Saturday, August 2, 2014

Python and Parallel Processing

(Image taken from http://www.ibm.com/support/knowledgecenter/SSEPGG_9.5.0/com.ibm.db2.luw.admin.partition.doc/doc/c0004569.html without explicit permission, but with acknowledgement of the source of the work).


I've written about Parallel Processing here before. e.g. See "What's the fuss about Parallel Processing?". I've been worried by my reading that seems to predict that imperative languages such as Python will never be able to safely cope with massively multi-processor architectures in the future. The "Downfall of Imperative Programming Languages" basically says that functional programming languages (such as Haskell and Erlang) are going to be the way of the future. I've been trying to get my head wrapped around Haskell, but so far without much success. So I was happy to hear a clear call from the Python camp that "I'm not dead yet!".


The article that gives me new hope is "Parallelism in One Line" the gist of which is that "Sure you can use the threading library to manage pools of threads (or of processes), but that takes a lot of lines of code and is very error prone, but there's another way to do it." The other way to do it is to use a parallel version of the map function. I, for one, didn't know that there's more than one version of "map" available in the Python library.


If you do a Google search for:

Python map

you will readily find documentation for Python's standard (iterative) map routine. e.g. "Python 2.7.8 builtin functions documentation - map".


If you readily want to find documentation of the parallel version of map that the Parallelism in One Line article talks about, you need to modify your Google search to:

Python map multithreaded

which will take you to a subset of the first search. I was amused to find among the search results a 2010 ActiveState Recipe for building your own "concurrent map" function, which drew a comment from one reader asking why not just use "multiprocessing Pool.map". The recipe's author admitted not knowing about that one.


From that 2nd search I found "Multiprocessing - process based threading documentation". It does worry me that the documentation seems to have more complexity and gotchas than the Parallelism in One line article owed up to. Arguably I shouldn't be blogging about this at all until I've actually given it a try myself (but I still don't have a multi-core processor here at home).

It's a trick?


If you've been reading this carefully, you might rightfully object that it's all a bit of a trick. The map function is an element lifted from the world of functional programming and then provided in Python. The parallel version is only safe in Python if the function that you are mapping is "pure". If the function code has side-effects, then you will have race conditions and potentially suffer horribly at the hands of multi-cores. The language isn't going to inherently protect you so you have to be careful out there.

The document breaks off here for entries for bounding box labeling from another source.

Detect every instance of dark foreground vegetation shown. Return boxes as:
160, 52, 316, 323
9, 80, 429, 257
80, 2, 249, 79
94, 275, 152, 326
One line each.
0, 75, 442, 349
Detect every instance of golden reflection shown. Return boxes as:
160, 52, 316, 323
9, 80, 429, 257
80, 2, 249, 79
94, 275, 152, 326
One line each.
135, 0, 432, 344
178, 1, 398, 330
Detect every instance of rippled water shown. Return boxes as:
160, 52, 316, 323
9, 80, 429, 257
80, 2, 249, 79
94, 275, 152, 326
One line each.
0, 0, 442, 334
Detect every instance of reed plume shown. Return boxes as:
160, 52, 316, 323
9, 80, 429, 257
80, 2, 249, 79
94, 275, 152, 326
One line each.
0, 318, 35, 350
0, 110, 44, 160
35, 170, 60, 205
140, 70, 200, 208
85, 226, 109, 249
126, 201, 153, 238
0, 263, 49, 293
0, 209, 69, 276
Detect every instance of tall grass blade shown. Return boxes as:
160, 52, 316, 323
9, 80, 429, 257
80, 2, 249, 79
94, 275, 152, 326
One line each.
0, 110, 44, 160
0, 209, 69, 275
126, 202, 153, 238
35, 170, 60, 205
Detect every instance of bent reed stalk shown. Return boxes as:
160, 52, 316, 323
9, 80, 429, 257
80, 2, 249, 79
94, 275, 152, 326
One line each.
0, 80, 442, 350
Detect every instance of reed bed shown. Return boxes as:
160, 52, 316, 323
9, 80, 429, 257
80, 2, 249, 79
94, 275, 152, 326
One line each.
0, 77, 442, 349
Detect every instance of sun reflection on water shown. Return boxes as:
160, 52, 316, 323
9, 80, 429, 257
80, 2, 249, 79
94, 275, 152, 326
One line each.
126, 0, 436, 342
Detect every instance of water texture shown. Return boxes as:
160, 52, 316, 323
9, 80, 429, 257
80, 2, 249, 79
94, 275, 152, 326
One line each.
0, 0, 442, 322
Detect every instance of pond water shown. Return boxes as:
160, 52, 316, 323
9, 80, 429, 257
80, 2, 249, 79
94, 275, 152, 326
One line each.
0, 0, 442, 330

If you want to read more about the challenges of Python vs. multi-core architectures, see "Python's Hardest Problem, Revisited", by Jeff Knupp. The piece parts to roll your own multi-processes or multi-threaded Python program remain available, but be sure you have plenty of iodine and bandages on hand if you cavalierly venture into the world of multi-cores in a language that makes no promises of (much) concurrent processing safety. Design your code carefully and watch out!